Unless your built like littlemags, growth and EQ mast is not a good stack for someone that is 5'9" 220lbs. The fact you lost weight running it tells me your BF% was very high, your diet sucks, or your not training right.
 
^^ yeah...I used to have a staple also of shakes post training BUT after hanging with several pros over the years I have since dropped them. Most pros (not all) but ALMOST every national level guy keeps shakes to MIN...(I dont even think Matt drinks shakes) I made WAY better gains with metformin post workout and adding white rice with chicken.
 
Don't focus on how much you can "max" any exercise at. Unless your doing a strong man competition it's a waste of time and extreme wear and tear on your muscles. Use your time instead to measure your weight, calorie intake, BF%. How many calories/protein do you intake per day? What do your workouts look like M-F? 60 minutes isn't really going to get you results. I know when time is tight sometimes I will be in there 45-60 minutes but you should be spending 1.5-2 hours minimum if you are doing heavy lifts. Anything less than that and your not letting your body recover enough between sets, or your not doing enough of the right exercises
I disagree with the statement in bold, I give 1min-1:30 between sets and generally I'm in the gym for 30min cardio 60-90min lifting depending on body part, I only focus on one muscle group per day and sometimes compound lift(maybe once a month)
 
I disagree with the statement in bold, I give 1min-1:30 between sets and generally I'm in the gym for 30min cardio 60-90min lifting depending on body part, I only focus on one muscle group per day and sometimes compound lift(maybe once a month)
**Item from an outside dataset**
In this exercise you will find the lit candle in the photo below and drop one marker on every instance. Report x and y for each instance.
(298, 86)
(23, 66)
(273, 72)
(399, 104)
yeah..shit I cant imagine training that long. Only LONG day for is legs and that is because of wrapping knees
 
my body fat was high
Don't focus on how much you can "max" any exercise at. Unless your doing a strong man competition it's a waste of time and extreme wear and tear on your muscles. Use your time instead to measure your weight, calorie intake, BF%. How many calories/protein do you intake per day? What do your workouts look like M-F? 60 minutes isn't really going to get you results. I know when time is tight sometimes I will be in there 45-60 minutes but you should be spending 1.5-2 hours minimum if you are doing heavy lifts. Anything less than that and your not letting your body recover enough between sets, or your not doing enough of the right exercises.



Unless your built like littlemags, growth and EQ mast is not a good stack for someone that is 5'9" 220lbs. The fact you lost weight running it tells me your BF% was very high, your diet sucks, or your not training right.